Charles Baudelaire was born in Paris in 1821, and disruption shaped his life almost from the beginning. His father passed away when he was just six years old, and his mother quickly remarried a military officer—who later became a general and ambassador—leaving Baudelaire feeling abandoned and out of sync with the world. This tension between longing and resentment stayed with him, influencing nearly everything he wrote.
He attended school in Lyon and later in Paris, where he showed himself to be a sharp but challenging student. By his early twenties, he had immersed himself in the bohemian circles of the Latin Quarter, spending his father's inheritance on art, books, fine clothes, and opium. Concerned, his family arranged for a court to place him under a financial guardian—an arrangement that humiliated him and persisted throughout his life.
“His tumultuous relationship with Jeanne Duval, a Haitian-born actress he met around 1842, became a defining aspect of his life.”
Their connection was stormy, long-lasting, and never quite resolved. She appears throughout his poetry as a figure of dark beauty and erotic power, with the poems dedicated to her being some of his most intense work.

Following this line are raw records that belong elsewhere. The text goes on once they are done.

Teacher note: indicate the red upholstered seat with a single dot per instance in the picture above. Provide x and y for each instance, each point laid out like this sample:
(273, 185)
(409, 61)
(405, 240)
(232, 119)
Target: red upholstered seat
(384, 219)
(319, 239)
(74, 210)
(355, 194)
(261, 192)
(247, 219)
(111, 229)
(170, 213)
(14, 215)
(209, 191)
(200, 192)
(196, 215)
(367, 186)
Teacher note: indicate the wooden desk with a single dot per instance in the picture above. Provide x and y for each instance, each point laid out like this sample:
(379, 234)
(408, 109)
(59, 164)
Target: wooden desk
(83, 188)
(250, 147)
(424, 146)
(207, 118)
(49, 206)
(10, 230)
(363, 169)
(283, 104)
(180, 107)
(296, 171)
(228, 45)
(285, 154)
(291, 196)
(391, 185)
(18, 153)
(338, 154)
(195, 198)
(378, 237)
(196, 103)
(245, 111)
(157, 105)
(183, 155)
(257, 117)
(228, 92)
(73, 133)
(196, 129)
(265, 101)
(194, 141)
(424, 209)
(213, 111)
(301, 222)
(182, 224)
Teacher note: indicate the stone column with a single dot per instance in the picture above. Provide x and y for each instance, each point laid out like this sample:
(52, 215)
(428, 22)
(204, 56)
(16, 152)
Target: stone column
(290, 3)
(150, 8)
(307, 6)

Baudelaire dedicated years to crafting the collection that would establish his legacy: *Les Fleurs du Mal* (The Flowers of Evil), published in 1857. The book was quickly prosecuted for obscenity and offenses against public morality, resulting in six of its poems being ordered suppressed. Rather than ruin him, the scandal solidified his reputation as someone who confronted both beauty and ugliness without flinching.